Rabin Square in Tel Aviv and the surrounding area looked like a battlefield yesterday evening. On one side, thousands of demonstrators protesting the discrimination against Ethiopian immigrants were throwing rocks and bottles.
On the other side were police officers firing stun- and tear-gas grenades. A helicopter few over the square, carrying police commissioner Yohanan Danino. Those sitting in nearby coffee shops seemed to be less excited about the violent clashes and remained, even after the owners closed up.
The demonstration started in the afternoon near the Azrieli Mall, and was relatively quiet at first. The protesters blocked a few streets, including the Ayalon Highway, for about two hours, and sang. Whether the passing drivers supported the demonstrators or not, many didn’t accept the disruptions with great understanding, became angry and began to argue.
“We are in favor of the demonstration against the police, but we must get through. Let us drive,” said one of the drivers. At the same time, the trains passing the protesters who were blocking the highway used their whistles in a show of support.

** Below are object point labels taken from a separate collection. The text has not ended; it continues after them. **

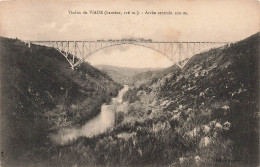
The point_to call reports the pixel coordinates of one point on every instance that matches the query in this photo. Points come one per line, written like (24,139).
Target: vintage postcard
(129,83)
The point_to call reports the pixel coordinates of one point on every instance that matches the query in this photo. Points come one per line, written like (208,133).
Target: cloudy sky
(222,20)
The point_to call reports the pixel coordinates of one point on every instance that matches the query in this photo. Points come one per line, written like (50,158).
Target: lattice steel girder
(179,53)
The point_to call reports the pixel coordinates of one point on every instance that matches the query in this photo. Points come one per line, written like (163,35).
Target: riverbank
(94,126)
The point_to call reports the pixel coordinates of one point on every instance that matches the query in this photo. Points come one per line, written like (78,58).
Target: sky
(211,20)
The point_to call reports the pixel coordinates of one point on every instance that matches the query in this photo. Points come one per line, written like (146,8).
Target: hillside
(123,75)
(206,114)
(150,76)
(40,92)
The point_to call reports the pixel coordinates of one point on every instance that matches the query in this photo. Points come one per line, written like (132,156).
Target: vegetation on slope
(40,92)
(124,75)
(201,115)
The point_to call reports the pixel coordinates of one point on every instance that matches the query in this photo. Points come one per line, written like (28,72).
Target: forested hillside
(39,93)
(206,114)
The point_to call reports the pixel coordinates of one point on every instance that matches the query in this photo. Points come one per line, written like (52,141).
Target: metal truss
(179,53)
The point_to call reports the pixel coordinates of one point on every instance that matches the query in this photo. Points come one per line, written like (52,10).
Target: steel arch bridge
(178,53)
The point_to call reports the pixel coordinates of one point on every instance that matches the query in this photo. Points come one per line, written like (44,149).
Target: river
(99,124)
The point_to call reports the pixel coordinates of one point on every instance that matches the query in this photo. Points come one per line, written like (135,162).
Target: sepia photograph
(133,83)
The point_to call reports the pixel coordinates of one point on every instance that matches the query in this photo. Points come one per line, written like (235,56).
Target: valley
(205,114)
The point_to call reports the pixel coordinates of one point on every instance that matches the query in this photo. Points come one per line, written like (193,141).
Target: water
(97,125)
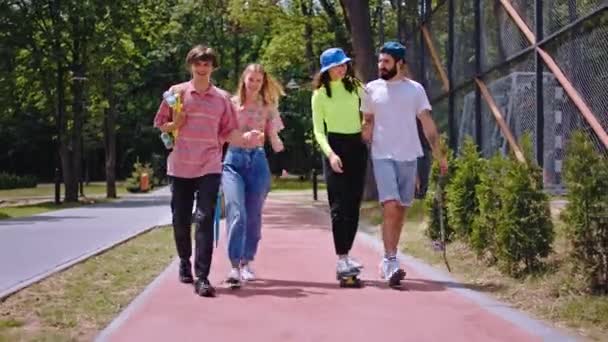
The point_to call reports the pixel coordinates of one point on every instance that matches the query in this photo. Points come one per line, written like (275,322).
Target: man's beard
(388,74)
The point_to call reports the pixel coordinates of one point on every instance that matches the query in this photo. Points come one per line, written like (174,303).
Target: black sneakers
(203,288)
(185,272)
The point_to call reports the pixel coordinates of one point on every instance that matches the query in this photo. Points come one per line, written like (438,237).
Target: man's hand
(366,133)
(367,127)
(335,162)
(167,127)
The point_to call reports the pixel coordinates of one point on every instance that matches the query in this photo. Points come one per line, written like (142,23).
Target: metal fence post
(540,108)
(477,37)
(452,138)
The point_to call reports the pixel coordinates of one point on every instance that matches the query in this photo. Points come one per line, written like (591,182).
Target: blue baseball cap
(394,49)
(332,57)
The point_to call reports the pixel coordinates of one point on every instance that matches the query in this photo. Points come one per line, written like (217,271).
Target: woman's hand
(335,162)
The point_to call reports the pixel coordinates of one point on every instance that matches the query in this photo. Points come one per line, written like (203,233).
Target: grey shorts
(396,180)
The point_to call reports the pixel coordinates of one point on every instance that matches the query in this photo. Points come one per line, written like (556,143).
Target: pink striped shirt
(209,119)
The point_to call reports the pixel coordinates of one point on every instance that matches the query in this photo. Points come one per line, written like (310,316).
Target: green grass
(78,303)
(39,208)
(293,184)
(554,295)
(48,190)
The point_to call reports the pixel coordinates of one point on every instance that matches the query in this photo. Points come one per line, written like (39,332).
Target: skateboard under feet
(233,283)
(395,280)
(350,279)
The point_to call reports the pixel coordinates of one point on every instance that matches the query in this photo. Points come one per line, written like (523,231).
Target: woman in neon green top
(337,128)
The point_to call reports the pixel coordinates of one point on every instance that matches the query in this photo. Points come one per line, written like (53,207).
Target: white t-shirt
(395,105)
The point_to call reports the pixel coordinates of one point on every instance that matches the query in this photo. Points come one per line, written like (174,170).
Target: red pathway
(297,298)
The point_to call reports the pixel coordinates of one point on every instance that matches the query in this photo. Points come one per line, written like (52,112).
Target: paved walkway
(297,297)
(31,248)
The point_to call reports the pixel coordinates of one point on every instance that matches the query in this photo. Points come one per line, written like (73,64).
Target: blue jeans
(245,183)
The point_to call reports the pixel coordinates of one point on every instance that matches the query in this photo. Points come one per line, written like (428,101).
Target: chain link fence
(479,39)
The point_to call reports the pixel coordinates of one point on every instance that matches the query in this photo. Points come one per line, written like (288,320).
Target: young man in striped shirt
(206,121)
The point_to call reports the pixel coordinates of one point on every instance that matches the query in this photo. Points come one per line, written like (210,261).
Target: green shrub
(483,234)
(10,181)
(525,230)
(586,214)
(460,192)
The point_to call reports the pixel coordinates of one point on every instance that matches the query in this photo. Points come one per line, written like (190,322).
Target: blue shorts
(396,180)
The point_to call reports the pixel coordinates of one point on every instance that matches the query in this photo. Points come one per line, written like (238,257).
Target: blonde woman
(246,175)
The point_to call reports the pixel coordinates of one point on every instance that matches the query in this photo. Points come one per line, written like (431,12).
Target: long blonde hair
(271,89)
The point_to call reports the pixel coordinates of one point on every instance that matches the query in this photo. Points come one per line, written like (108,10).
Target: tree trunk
(306,7)
(109,137)
(237,55)
(357,12)
(336,25)
(363,46)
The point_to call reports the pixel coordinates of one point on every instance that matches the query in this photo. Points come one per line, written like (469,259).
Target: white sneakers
(247,273)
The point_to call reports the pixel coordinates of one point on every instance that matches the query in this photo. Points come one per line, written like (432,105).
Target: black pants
(206,188)
(345,190)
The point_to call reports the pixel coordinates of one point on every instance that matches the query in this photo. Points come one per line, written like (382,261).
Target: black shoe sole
(209,292)
(186,279)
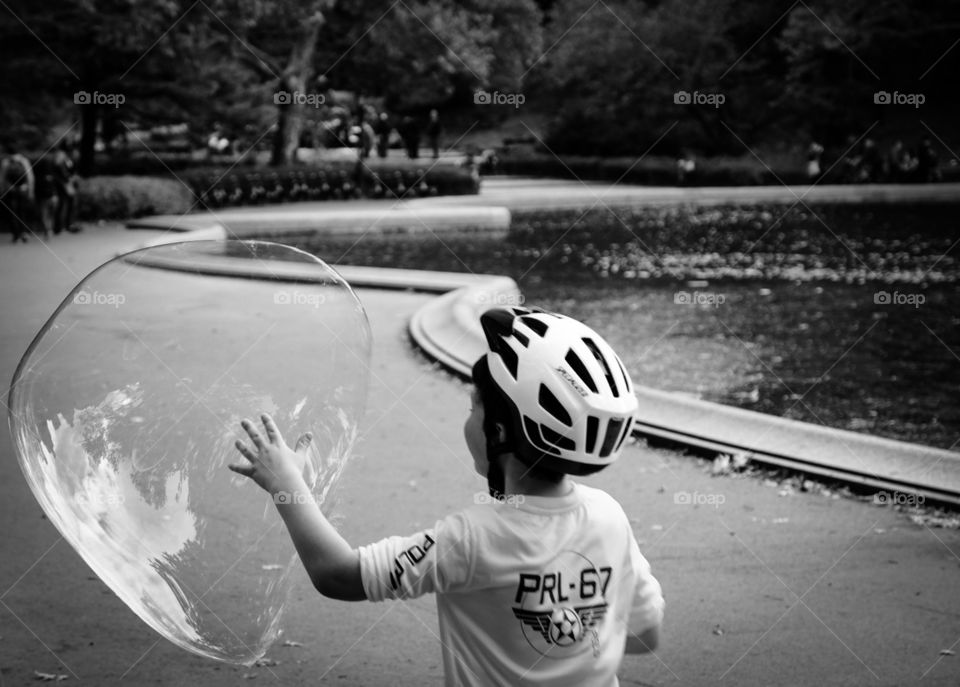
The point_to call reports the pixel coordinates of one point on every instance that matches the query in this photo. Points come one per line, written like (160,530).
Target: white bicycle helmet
(569,397)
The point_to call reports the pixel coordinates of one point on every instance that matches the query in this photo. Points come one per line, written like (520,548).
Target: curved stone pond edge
(447,330)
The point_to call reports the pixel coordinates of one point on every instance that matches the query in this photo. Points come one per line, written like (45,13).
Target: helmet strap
(496,480)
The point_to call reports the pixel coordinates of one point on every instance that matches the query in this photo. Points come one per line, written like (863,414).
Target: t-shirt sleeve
(647,609)
(438,559)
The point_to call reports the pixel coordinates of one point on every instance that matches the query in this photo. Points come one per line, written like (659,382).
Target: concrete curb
(447,329)
(393,218)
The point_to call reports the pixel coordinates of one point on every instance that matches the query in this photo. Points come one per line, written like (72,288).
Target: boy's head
(553,394)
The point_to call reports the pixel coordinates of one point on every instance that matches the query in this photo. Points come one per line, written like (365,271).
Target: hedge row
(662,171)
(649,171)
(123,197)
(131,196)
(332,181)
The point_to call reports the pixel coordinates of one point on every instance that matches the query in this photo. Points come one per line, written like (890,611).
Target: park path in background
(763,586)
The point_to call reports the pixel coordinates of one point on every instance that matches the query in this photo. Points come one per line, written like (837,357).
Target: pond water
(845,316)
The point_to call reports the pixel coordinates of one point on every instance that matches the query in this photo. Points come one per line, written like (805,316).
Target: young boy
(544,586)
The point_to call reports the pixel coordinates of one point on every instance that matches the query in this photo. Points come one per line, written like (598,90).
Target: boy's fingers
(304,441)
(273,434)
(252,433)
(244,451)
(245,470)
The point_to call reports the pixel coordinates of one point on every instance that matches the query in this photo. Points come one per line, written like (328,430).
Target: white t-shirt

A woman waiting at a bus stop on Arlosorov Street praised the demonstrators. “What we Moroccans did not succeed in doing they are doing,” she said. But a thirty-something woman on her bicycle said as she passed, “What’s this, a protest of Sudanese? They should send them all back to Africa.”
Most of the thousands of protesters who came to Tel Aviv for the demonstration were aged between 15 and 30, and made it clear they had reached breaking point. One woman from Ashdod said, “We can no longer remain silent; the situation is burning inside all of us.
“The routine is that Tel Aviv carries on, that nothing happens. Discrimination is part of the routine, and that is why it is of great importance we blocked roads. The time has come for Israeli society to wake up,” she added.
“We were in the army, we are Zionists and not willing to be silent. We are not running away to Berlin; we are here and will deal with our problem,” said Noy Tekta, 31, who was there with her sister Almaz, 23. “It’s not logical that the country can say I’m not as good,” said Almaz. “They uprooted us from Ethiopia and made promises. But what did we get? Racism. Ethiopian soldiers say they will stop doing reserve duty since they see how they act toward the community,” said Tekta. She said her parents’ generation had been forced to remain silent, but her generation would not. “Only violence will help. Without violence, our situation will remain the way it has for 30 years.”
In addition to the great many protesters of Ethiopian origin, many others also came out in support for the struggle, including many members of various youth movements. “What they show on the news is not everything. The public is not exposed to everything that happens against the [Ethiopian] community. The situation is much worse, and it will blow up,” said Ora and Bracha, two 40-ish women from Herzliya who felt they must come and demonstrate.
The protesters carried signs saying things like “Enough discrimination”; “A violent policeman needs to sit in prison”; and “I am black, I am transparent in the eyes of society.” Many demonstrators called out the name of Yosef Salamseh, a young Ethiopian man who committed suicide four months after being Tasered by police.